SETTING THE BENCHMARK
With its eyes firmly on the horizon, MAKINEN has its sights set on an ambitious goal that is sure to secure the company’s legacy for the next 30 years and beyond.
“We have set a target that by 2030, MAKINEN will be the benchmark of the cruise industry,” Mäkikalli states proudly. “Of course, many of our competitors are doing great work with similar targets, but we firmly believe that by that time, MAKINEN will be the company that everyone else should look up to.”
In terms of its more immediate focus, MAKINEN continues to receive attention following its most recent project, the CFC Renaissance, and has its hands full in delivering one final vessel for the Infinity series after establishing a level of continuity in the newbuilding market.
On a wider scale, MAKINEN, as with all other players in the marine industry, continues to navigate the uncertain waters of cruising in the aftermath of the COVID-19 pandemic. But, after two years of floating in the doldrums, hope is finally on the forecast.

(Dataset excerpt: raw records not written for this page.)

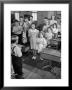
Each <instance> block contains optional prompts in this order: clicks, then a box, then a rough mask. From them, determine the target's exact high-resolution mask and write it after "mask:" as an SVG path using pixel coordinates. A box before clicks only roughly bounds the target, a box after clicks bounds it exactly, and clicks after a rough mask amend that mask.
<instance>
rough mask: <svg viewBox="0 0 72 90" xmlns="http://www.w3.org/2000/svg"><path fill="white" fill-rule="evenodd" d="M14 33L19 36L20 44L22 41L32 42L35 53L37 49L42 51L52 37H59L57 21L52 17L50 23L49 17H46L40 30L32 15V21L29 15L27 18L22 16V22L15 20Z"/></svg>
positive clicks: (13, 29) (33, 51)
mask: <svg viewBox="0 0 72 90" xmlns="http://www.w3.org/2000/svg"><path fill="white" fill-rule="evenodd" d="M12 33H13V35H17V36H18V37H19V43H20V44H21V42H22V43H23V44H26V43H27V42H30V48H31V49H33V54H35V52H36V50H38V52H41V51H42V49H43V48H46V46H47V45H49V44H50V40H51V39H52V38H57V36H58V28H57V22H56V20H53V19H52V20H51V23H49V20H48V18H44V24H43V26H42V30H41V31H40V30H38V29H37V28H36V25H35V23H34V21H33V17H32V16H31V17H30V21H29V20H28V18H27V17H26V18H25V19H23V18H20V22H18V21H17V20H15V26H13V29H12ZM33 57H34V56H33Z"/></svg>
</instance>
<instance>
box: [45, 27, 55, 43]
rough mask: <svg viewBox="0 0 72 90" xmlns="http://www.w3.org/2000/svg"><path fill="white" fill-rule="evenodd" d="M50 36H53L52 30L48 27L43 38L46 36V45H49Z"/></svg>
mask: <svg viewBox="0 0 72 90" xmlns="http://www.w3.org/2000/svg"><path fill="white" fill-rule="evenodd" d="M52 36H53V34H52V30H51V28H50V27H49V28H48V30H47V32H46V33H45V38H46V40H47V44H48V45H50V40H51V39H52Z"/></svg>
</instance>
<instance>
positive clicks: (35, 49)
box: [28, 23, 39, 59]
mask: <svg viewBox="0 0 72 90" xmlns="http://www.w3.org/2000/svg"><path fill="white" fill-rule="evenodd" d="M38 33H39V31H38V30H37V29H35V24H34V23H32V24H31V29H29V33H28V36H29V37H30V47H31V49H32V50H33V57H32V59H36V39H37V36H38Z"/></svg>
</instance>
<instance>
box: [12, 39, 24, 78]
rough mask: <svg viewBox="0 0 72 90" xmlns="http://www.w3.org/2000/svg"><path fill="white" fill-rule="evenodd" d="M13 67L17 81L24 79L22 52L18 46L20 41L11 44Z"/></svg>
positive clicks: (20, 49)
mask: <svg viewBox="0 0 72 90" xmlns="http://www.w3.org/2000/svg"><path fill="white" fill-rule="evenodd" d="M11 50H12V52H11V54H12V65H13V69H14V72H15V75H16V78H17V79H22V78H23V72H22V52H21V47H20V46H19V45H18V39H17V40H13V42H12V44H11Z"/></svg>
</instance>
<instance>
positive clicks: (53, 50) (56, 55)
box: [41, 48, 61, 62]
mask: <svg viewBox="0 0 72 90" xmlns="http://www.w3.org/2000/svg"><path fill="white" fill-rule="evenodd" d="M41 57H42V58H43V59H46V60H51V61H56V62H61V53H60V52H59V51H57V50H54V49H48V48H46V49H44V50H43V52H42V53H41Z"/></svg>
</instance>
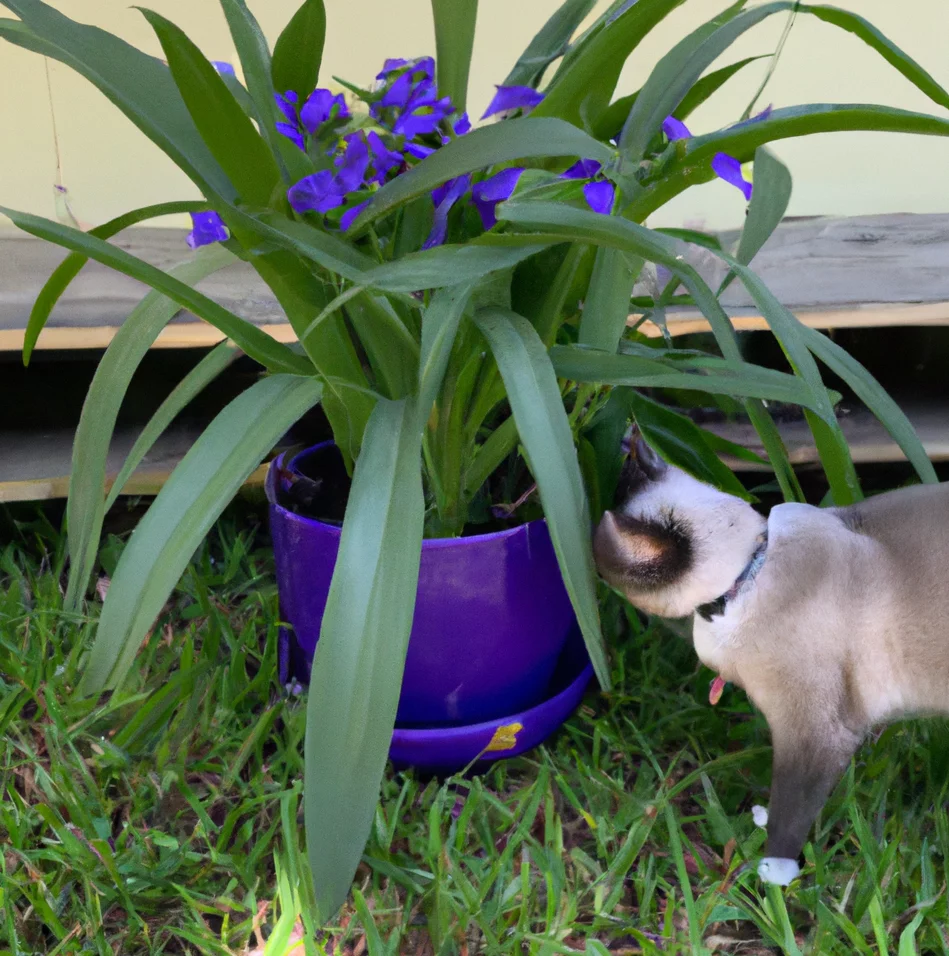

“Cruising came to a standstill during COVID-19, but cruise lines are now looking to undertake bigger projects again and the refurbishment side has started to pick back up,” Mäkikalli shares optimistically.
Once more, MAKINEN will be on hand to answer the call.
“We are working on our own resources and internal processes to make sure that we are ready to respond to the recovery that we believe is just around the corner.”